Salafis Rise After Mubarak’s Fall
One of the ironies of the concerns so many pundits had with the Egyptian revolution was their worries about the Muslim Brotherhood. Most of us who studied Egypt said not to worry–the Muslim Brotherhood is
- fairly moderate these days, and
- not as popular as many people think.
We expected they would try to work within the new political system. So far, that’s what is happening.
But as a recent New York Times report describes, the revolution has unleashed large numbers of Salafis, Muslims who adhere to what they believe to be the practices of the first three generations of Muslims.
But since Mubarak fell Feb. 11, many Salafists held for years without a legal basis have been released, here and across the country. In Dubanah al-Kabirah, they have returned home, and the most aggressive of them are seeking to impose their radical views with a boldness they would never have dared exhibit in Mubarak’s days.

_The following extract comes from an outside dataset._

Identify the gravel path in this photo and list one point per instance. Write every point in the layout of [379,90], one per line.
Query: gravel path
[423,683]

There is nothing inherently wrong with Salafism, of course. But these narrow notions of Islamic practice often lead to intolerance. Much of the current Muslim-Christian violence has apparently been carried out by Salafis. Many of the “Vote Yes” campaigns in the recent referendum were organized by Salafis, and Salafis are said to be responsible for much of the violence carried out against “Vote No” campaigns.

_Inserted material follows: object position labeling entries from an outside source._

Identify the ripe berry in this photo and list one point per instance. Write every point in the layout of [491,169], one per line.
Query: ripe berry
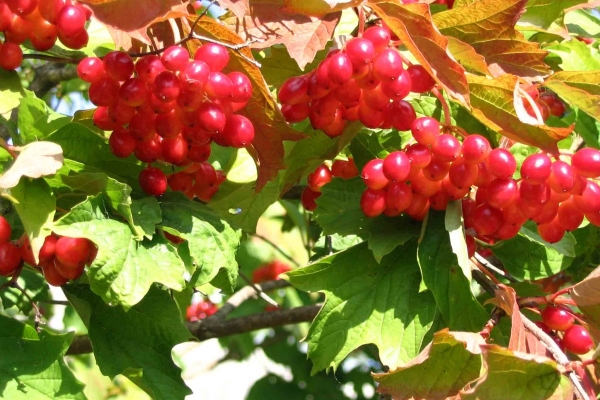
[577,340]
[421,80]
[396,166]
[5,230]
[308,199]
[320,177]
[153,181]
[501,163]
[10,258]
[558,318]
[373,175]
[586,162]
[373,202]
[73,253]
[215,55]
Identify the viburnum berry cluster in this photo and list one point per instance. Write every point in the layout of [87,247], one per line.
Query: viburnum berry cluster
[321,176]
[364,81]
[558,320]
[438,168]
[61,258]
[42,22]
[171,109]
[199,310]
[270,271]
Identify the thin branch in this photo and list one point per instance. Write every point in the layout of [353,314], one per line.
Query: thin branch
[258,290]
[560,357]
[279,249]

Just as democracy sometimes brings into power governments we might disapprove of, so legal freedom can create spaces for legal but unsavory practices:
Not only were the imprisoned Salafists released to go about their business, villagers said, but the chastened local police force also no longer feels it has the authority to challenge them in the streets unless they clearly break the law.
“The police are the same people,” Abdusattar said, “but before, they could humiliate people, and now they don’t say anything to anybody.”

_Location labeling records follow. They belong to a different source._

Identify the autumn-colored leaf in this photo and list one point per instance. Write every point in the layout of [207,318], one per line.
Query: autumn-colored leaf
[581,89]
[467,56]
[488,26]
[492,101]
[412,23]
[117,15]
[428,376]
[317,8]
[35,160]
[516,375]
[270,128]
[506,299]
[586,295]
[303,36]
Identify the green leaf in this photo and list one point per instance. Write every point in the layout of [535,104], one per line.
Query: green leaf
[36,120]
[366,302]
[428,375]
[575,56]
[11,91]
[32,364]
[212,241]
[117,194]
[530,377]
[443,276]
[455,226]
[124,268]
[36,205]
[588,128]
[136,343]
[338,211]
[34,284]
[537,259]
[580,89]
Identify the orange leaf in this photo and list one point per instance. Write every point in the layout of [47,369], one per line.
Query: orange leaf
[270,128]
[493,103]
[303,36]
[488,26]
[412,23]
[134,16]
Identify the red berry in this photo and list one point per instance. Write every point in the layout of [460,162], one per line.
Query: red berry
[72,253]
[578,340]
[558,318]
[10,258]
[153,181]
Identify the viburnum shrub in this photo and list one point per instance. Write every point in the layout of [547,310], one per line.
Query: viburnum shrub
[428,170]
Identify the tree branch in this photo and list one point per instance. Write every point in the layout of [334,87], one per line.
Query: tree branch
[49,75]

Perhaps the biggest challenge is that some Salafist groups preach that democracy is incompatible with Islam. Al Masry al Youm English reported that Salafis had been handing out pamphlets making this case in Cairo
According to one of the flyers, the values of democracy violate the law of God. Further, democracy “allows the people to govern themselves even if they are violating the rule of God.” The flyer, titled “Be a Salafi” called on citizens to reject all voices advocating for a civil state, as such a state would mean the separation of religion from general life and people being governed without the law of God.
Interestingly, some pro-democracy advocates would criminalize even this behavior:
Hassan Nafaa, a political science professor at Cairo University, said the content of these flyers “is expected from some Salafist groups, whose members reject anyone different to them.” He went on to say, “It is the state’s duty to criminalize such practices, which interfere with every citizen’s freedom of expression and belief. The fear is that such practices could influence those with limited intelligence, who could then be exploited in supporting and promoting these ideas.”